January 2011 - New Lows

January has been an exploration of self-loathing and discovering new lows.
Lauren is in Louisville for a month.
She's staying in a suffocating apartment with windows that look directly into its suffocating Siamese twin.
Without a vehicle, she is anchored in Louisville's ghostly downtown.
It's snowing and cold and no one wants to leave their suffocating apartments.

I'm unemployed or freelance or whatever the fuck you want to call it.
I didn't qualify for the dole.
So for all of January I've stayed inside our own suffocating apartment trying not to spend money.
There hasn't been any work in the world of fucking production bullshit.

Once a week I work at the bar.
I make about $32.
Last week a drunk girl tried to steal one of the ceramic pigs from the bar.
I had to wrestle it out of her drunk-powered clutches.
That was the most honorable thing I've done all month.

The Nurse Novels played Subterranean.
We had to make $300 from the door in order to make any money.
It's a shitty sleazy deal, but we wanted to play a show.
The door generated $304.
I handed out $1 bills to the other three bands.
It was hilariously depressing.
Today I had to cancel our show for next week.
I finally got some work.
But one of the days I'm working is the day of the show.
And right now work trumps artistic aspirations.
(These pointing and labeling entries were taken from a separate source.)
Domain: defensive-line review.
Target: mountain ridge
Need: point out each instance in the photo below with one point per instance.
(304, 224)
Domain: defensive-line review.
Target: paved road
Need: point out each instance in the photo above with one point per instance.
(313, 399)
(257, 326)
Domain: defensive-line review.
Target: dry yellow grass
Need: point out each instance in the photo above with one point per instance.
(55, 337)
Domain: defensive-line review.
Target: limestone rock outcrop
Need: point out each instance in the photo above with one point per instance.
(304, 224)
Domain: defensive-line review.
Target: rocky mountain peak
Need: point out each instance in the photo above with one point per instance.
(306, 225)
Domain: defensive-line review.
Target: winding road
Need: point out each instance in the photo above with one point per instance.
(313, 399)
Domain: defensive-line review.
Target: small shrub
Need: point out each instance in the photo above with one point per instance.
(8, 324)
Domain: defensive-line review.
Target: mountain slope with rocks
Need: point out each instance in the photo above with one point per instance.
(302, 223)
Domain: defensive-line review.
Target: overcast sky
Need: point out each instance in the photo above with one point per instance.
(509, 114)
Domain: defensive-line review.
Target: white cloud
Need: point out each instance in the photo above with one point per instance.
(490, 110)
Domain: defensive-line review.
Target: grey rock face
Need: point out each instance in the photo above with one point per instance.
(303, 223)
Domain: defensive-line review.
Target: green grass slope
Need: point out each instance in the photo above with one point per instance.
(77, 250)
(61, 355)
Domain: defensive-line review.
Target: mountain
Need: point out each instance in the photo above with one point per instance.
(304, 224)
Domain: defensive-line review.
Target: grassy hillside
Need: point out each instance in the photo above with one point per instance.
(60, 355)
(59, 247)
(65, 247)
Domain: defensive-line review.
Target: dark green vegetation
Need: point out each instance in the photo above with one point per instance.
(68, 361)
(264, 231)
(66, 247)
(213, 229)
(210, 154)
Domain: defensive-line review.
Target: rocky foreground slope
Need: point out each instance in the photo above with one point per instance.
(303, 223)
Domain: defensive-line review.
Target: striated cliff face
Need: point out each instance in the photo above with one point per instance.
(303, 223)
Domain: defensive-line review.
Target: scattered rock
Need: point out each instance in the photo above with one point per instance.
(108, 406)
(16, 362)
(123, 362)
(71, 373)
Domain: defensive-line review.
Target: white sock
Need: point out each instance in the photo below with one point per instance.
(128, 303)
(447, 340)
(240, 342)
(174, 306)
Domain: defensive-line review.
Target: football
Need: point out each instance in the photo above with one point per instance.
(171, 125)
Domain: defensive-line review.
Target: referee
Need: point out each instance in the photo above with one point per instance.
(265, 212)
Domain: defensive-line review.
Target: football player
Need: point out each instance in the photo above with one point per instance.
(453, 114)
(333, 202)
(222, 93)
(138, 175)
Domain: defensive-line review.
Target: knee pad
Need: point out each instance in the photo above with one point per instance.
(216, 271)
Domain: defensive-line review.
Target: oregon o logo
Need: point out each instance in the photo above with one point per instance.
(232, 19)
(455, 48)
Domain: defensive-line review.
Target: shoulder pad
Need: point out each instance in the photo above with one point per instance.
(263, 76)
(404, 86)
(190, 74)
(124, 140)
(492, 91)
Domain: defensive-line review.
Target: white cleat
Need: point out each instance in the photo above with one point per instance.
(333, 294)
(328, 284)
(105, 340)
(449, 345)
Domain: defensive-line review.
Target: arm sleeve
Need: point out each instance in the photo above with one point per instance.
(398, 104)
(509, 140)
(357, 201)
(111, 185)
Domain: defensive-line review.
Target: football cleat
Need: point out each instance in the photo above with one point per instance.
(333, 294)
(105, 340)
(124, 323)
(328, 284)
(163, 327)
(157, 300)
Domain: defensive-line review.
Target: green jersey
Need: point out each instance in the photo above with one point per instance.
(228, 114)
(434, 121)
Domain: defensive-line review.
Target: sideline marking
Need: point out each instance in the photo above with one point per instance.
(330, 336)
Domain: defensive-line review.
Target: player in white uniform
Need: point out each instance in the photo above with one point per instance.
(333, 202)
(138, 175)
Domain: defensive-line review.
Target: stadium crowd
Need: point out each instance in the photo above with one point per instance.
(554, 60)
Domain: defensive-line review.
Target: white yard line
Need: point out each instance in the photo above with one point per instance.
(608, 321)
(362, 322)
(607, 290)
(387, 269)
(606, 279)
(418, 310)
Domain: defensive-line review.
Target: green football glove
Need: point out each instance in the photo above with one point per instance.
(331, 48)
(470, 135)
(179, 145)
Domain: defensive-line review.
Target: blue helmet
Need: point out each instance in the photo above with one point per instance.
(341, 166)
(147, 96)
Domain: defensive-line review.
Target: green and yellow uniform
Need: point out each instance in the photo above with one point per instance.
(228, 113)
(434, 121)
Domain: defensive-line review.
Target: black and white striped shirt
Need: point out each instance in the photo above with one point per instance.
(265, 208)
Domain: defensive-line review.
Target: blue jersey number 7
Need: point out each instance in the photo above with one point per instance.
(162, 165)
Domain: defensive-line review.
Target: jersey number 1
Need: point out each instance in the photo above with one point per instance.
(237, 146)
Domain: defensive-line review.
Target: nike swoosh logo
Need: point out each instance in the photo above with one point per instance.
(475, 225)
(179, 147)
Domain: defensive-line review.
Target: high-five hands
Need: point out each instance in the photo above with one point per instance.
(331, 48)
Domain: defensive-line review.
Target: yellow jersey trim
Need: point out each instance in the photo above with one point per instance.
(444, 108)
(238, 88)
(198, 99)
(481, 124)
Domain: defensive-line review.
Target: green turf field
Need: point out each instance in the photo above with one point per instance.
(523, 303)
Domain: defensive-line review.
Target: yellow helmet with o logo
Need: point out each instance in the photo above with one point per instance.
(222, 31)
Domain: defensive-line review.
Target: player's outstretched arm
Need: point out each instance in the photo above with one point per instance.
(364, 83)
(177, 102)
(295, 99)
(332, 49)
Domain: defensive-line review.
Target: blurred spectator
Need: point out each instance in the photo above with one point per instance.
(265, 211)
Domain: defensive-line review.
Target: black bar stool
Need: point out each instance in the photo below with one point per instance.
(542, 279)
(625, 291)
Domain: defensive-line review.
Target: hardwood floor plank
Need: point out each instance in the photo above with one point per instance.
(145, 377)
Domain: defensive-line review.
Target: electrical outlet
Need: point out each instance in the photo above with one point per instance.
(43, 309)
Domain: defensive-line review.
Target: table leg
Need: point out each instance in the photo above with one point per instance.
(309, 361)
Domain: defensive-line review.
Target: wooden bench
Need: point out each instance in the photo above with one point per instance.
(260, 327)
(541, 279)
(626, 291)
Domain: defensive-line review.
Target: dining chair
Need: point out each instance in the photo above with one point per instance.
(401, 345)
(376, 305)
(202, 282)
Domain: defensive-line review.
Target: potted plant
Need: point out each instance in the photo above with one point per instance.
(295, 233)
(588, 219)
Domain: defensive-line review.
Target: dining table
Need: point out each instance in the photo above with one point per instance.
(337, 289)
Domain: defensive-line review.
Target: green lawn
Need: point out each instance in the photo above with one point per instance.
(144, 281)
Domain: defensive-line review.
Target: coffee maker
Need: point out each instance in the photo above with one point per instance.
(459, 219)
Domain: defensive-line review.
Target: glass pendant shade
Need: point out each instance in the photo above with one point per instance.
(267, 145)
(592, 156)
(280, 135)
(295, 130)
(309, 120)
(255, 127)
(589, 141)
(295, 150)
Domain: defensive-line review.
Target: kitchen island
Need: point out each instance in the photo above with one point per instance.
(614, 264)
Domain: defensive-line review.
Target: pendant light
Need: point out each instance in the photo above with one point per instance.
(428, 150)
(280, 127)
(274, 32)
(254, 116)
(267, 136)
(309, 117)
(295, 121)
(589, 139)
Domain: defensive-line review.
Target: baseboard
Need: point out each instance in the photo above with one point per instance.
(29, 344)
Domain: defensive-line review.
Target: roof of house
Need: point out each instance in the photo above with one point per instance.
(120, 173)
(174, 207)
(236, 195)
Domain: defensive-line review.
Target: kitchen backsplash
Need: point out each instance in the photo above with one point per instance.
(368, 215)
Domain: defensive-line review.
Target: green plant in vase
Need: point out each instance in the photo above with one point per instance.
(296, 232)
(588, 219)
The Nurse Novels are dissolving.
It's too bad.
I thought we were a better band than Sandwich Shop.
The songs were better.
Our musicianship had improved.
But I didn't have the energy to get anyone to care.
I spent all that on Sandwich Shop.

So I sit at home.
With Lauren gone, it means a tremendous increase in masturbation.
It feels good.
And then it ends.
And it feels empty.
And I lie there for a while.
Until it dries.
When it's dry it means less materials used cleaning up.
Yup.
Keep reading.

Over the course of the month, I drank all the bourbon that we had in the liquor cabinet.
So yesterday I bought a bottle of wine.
Yellow Tail is perpetually on sale.
So I got that.
A constantly full glass sat on my nightstand while I instant-watched Office reruns again on Netflix.
I nodded off around 10pm with the lights on and my laptop open.
At 6am I woke up.
The glass was still full from the night before.
I hate to see anything go to waste.
So I decided to finish the glass.
I watched more Office episodes for the fourth time.
I tried watching a documentary about parking lot attendants.
But it was awful.
Self-proclaimed freaks who stayed in a college town too long showing off about how wacky and iconoclastic they are.
Wait.
Isn't that pretty much what this blog is?
I began to hate myself some more.
And the only way to combat it was to love myself.
Buzzed on sunrise wine, I began to jack off once again.
While reaching for a hotel container of lotion on the nightstand, I accidentally knocked over the glass of wine.
The glass shattered and wine splashed onto the walls.
It stained an enormous Beatles book.
It spilled all over several unframed pictures of Lauren.
Oh no, oh no.
I hobbled in only a hoody to the bathroom.
While getting a handful of toilet paper, I saw my image in the mirror.
My dirty wayward greying hair.
The tape on my glasses.
My chapped lips, stained purple.
A limpening penis shamefully pointing south.
It was 8am.

It would be fun to kill myself.
So these days would end.
I could stop being a failure.
You know what I mean?

But that wouldn't be much fun for anyone else.
Like Lauren.
Or my family.
Or anyone that has given me encouragement about whatever it is I do.

So I won't kill myself.
But I don't know what else there is to do this month.